Miscellany: 26 February

- This week's X-Axis - feel free to use the comments thread.

- More dodgy TV phone-ins, this time with (of all things) Saturday Kitchen on BBC1. Apparently the show has been asking viewers to call in on a premium-rate number to ask question to guest chefs - even though the programme is pre-recorded. It also had a premium-rate competition with the announced prize being the chance to appear on next week's show - which was scheduled to be recorded that afternoon.

The latter is just about within the bounds of acceptability, since the intended prize was apparently simply the chance to appear on a future show, and they were genuinely offering that. But premium-rate phone-ins to a pre-recorded show? That's much more dodgy. The BBC's explanation is apparently that the chefs were asked the questions off-air, but that's a very different thing. They're also claiming that the phone lines were being run on a non-profit basis (not impossible, they could just be covering the running costs), but it still looks very bad.

Meanwhile, the Daily Mirror, of all people, spend a happy day watching TV quiz channels to see whether the questions have become any less insane. Quizcall, in particular, seems to be running questions that are just plain indefensible. Question: Complete the phrase "--- Water" or "Water ---." Answers from their list that, remarkably, nobody got over several hours of taking premium-rate calls: "rail", "milk", "raw", "orange flower", "welder" and "ouzel."

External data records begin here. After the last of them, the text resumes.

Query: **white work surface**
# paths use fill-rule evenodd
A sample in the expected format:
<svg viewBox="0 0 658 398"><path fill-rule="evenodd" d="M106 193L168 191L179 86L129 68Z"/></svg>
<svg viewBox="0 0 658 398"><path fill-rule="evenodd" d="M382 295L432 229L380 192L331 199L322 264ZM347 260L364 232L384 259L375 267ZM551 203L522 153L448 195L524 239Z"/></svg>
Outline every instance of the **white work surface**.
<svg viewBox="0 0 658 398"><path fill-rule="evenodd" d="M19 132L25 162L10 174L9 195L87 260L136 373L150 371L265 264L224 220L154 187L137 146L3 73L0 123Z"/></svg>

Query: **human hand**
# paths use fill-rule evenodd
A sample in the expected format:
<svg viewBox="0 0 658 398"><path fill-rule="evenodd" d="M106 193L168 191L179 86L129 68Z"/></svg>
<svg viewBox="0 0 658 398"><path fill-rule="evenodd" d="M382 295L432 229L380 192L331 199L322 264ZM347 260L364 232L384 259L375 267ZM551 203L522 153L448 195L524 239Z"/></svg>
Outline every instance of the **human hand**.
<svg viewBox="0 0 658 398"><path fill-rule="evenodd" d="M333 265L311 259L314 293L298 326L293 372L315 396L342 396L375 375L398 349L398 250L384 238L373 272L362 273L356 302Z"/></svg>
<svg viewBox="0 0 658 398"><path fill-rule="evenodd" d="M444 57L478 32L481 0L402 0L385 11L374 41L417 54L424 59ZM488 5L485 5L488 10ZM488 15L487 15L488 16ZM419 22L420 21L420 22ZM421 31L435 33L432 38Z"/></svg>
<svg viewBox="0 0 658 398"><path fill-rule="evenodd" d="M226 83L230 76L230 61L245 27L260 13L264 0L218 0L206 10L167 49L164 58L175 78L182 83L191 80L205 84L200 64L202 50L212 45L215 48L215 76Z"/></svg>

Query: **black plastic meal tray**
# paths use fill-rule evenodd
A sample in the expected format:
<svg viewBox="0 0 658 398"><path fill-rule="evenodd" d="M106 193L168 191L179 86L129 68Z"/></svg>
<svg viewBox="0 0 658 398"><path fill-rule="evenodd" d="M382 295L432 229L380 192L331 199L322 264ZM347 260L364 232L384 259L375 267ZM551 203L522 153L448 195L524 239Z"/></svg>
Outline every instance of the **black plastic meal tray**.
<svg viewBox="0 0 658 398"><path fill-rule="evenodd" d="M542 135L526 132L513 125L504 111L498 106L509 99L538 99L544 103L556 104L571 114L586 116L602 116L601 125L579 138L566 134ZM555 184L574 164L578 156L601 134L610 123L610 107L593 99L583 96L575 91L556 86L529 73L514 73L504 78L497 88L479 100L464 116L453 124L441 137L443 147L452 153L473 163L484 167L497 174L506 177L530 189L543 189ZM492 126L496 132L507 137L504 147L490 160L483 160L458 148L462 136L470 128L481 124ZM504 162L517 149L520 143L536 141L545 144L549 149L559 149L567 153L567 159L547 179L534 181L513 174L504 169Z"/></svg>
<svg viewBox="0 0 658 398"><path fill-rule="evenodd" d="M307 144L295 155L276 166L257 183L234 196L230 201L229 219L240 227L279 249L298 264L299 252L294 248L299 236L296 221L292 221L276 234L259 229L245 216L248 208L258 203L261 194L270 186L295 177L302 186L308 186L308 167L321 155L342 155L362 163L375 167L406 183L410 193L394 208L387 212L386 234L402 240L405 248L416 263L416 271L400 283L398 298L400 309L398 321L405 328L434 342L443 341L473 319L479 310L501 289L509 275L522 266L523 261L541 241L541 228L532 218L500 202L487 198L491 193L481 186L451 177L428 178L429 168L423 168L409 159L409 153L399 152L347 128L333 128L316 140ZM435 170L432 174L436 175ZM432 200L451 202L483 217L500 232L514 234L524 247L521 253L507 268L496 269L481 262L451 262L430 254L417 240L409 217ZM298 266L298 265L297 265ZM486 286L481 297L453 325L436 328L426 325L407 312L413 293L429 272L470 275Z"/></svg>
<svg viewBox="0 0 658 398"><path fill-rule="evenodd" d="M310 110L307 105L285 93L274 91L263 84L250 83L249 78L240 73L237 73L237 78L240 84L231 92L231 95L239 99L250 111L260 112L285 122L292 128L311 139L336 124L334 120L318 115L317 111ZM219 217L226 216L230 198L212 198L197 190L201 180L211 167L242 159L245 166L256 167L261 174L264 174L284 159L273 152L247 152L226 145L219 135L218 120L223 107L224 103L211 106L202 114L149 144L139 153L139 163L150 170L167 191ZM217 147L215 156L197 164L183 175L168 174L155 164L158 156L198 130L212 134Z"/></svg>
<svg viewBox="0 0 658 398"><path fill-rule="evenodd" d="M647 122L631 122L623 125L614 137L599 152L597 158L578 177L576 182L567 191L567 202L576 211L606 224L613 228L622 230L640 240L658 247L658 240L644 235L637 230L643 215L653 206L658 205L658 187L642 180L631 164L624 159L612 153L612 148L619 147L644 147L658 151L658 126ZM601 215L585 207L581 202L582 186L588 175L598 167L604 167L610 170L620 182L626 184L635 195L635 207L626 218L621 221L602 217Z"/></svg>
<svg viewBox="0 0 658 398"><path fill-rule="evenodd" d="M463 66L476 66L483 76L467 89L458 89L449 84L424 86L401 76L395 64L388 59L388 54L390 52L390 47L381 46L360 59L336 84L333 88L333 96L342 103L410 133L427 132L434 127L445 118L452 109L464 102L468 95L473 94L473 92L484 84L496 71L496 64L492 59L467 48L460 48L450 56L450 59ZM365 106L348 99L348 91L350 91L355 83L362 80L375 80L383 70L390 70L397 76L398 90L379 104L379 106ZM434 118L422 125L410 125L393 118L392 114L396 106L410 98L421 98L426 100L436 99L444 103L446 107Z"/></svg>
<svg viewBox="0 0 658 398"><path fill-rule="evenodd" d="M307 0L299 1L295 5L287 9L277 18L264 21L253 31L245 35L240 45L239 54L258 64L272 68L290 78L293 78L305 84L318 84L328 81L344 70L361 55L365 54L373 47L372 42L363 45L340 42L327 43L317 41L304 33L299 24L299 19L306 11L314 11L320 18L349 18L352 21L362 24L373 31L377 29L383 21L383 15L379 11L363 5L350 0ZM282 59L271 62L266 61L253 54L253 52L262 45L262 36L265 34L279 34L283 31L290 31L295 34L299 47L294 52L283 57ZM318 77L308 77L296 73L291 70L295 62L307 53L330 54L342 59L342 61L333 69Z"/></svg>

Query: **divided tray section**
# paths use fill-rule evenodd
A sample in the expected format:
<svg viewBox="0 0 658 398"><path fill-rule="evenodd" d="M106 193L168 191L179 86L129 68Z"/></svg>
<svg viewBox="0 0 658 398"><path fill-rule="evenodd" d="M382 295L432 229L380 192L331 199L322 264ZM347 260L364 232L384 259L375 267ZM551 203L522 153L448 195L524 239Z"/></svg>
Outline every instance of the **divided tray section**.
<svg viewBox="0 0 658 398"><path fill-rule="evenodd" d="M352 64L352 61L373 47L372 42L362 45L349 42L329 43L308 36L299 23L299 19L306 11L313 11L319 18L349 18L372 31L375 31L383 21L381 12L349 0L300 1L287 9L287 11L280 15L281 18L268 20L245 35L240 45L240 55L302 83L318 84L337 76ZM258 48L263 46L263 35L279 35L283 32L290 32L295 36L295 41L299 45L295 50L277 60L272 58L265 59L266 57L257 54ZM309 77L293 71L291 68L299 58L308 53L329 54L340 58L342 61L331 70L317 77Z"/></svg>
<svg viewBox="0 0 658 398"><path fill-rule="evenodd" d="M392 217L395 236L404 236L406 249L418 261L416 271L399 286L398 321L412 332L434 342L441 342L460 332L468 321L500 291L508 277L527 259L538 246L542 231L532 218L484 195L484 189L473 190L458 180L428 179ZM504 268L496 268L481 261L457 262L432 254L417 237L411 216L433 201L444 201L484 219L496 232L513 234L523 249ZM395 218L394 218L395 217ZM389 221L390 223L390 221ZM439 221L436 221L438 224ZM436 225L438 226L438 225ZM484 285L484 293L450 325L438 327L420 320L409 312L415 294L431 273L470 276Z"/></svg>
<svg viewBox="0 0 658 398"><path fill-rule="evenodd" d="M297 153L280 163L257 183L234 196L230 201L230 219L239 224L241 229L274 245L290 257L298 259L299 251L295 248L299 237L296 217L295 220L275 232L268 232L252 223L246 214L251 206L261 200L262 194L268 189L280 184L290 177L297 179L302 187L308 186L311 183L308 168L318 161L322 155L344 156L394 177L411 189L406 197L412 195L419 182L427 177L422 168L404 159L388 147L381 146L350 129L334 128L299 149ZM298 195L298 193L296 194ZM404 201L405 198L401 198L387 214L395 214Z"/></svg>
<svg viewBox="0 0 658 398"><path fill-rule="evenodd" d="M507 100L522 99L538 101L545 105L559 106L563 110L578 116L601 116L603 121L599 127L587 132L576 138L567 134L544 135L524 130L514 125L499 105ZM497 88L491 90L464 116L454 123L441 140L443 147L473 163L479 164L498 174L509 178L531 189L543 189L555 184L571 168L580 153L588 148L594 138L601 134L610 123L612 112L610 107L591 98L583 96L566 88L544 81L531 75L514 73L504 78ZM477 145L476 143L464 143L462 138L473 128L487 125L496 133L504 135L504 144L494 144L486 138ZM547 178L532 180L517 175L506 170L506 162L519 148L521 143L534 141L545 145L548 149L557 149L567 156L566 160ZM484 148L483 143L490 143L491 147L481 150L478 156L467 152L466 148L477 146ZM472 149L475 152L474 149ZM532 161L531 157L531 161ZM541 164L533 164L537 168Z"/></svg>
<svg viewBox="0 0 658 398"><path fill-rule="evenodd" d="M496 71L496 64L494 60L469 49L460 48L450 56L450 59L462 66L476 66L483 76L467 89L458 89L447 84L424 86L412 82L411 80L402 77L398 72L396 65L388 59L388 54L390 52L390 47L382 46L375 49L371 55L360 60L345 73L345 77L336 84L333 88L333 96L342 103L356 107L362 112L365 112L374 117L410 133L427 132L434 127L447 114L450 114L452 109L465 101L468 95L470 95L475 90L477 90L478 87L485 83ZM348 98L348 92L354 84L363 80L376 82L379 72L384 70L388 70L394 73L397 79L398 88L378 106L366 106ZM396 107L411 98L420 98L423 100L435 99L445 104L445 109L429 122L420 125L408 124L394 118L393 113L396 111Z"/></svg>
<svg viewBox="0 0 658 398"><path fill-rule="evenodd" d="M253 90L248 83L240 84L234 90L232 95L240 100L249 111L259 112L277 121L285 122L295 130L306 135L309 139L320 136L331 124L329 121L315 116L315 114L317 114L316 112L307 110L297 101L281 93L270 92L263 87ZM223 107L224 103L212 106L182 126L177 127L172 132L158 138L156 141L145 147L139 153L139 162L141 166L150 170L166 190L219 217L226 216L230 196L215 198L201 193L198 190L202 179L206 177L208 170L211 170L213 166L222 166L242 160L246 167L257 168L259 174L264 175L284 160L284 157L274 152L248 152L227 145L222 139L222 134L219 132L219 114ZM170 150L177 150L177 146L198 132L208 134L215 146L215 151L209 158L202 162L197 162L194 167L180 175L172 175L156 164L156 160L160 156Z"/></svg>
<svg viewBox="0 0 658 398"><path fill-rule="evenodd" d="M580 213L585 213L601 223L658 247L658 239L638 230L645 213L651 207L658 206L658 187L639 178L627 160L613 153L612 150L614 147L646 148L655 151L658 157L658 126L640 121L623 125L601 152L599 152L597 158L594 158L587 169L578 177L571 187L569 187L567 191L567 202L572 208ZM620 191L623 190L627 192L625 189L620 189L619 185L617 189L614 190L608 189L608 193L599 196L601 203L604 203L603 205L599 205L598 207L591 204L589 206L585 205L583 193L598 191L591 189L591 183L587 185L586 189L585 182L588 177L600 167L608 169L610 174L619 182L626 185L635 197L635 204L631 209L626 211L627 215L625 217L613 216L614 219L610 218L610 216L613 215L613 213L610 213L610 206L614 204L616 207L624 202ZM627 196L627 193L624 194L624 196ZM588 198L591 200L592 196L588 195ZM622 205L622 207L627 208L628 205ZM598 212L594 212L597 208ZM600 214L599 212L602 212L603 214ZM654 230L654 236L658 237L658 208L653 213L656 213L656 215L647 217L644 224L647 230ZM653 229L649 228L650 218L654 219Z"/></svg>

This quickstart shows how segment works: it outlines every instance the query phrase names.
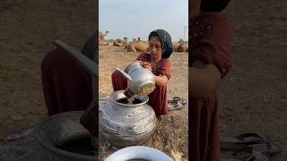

This is fraud, and if it somehow scrapes over the bar of legality at the moment, the law should be changed. This has been going on for years now, and Ofcom should have come down like a hammer long before now.

- Meanwhile, the Guardian rather overstates its case by claiming that "scores" of people have complained to the BBC about last night's Top Gear, which featured a train crashing into a Renault Espace in order to demonstrate the dangers of jumping the red light at a level crossing. The objection is that there was a fatal train crash on Friday in completely different circumstances, in which nobody died.

"Scores of complaints", in this context, turns out to mean 43. Technically that is indeed more than one score. It's 2.15 scores. Hardly a massive number, though, is it?

I've seen the segment, and I suppose it was a borderline case for the BBC. Top Gear long since abandoned any pretence of being a proper motoring show and turned into a bizarre comedy programme that occasionally reviews a Lamborghini. Some people don't understand this, and continue to complain about the lack of advice on hatchbacks. But it's a much more entertaining show for parting ways with reality. Last week they tried to turn a Reliant Robin into a working space shuttle. Now that's television.

Top Gear doesn't do safety warnings - and Jeremy Clarkson spends half his time ranting about the over-cautious health and safety types who interfere with his work. So the segment was a weird hybrid where they basically acknowledged that Network Rail had asked them to do something about level crossings, and then pretty much made clear that they were only doing it for the exciting crashy bit. Which they duly broadcast in loving slo-mo, while Jeremy Clarkson made mock-serious, completely irrelevant safety announcements over the top.

The segment ends with a shot of the ruined Espace, and the caption: "THINK! Always wear a high visibility jacket."

Now, that said, it was a pretty compelling demonstration of why you don't want to get hit by a train side on, and there was even a half-decent reason for choosing the Renault Espace (it has a five-star safety rating and it got ploughed to smithereens). I'd say that if you take the segment as a whole, it clearly is a legitimate safety warning, albeit done very tongue-in-cheek. I might have been minded to swap it with a report from later in the series if that was viable, but I wouldn't have pulled it.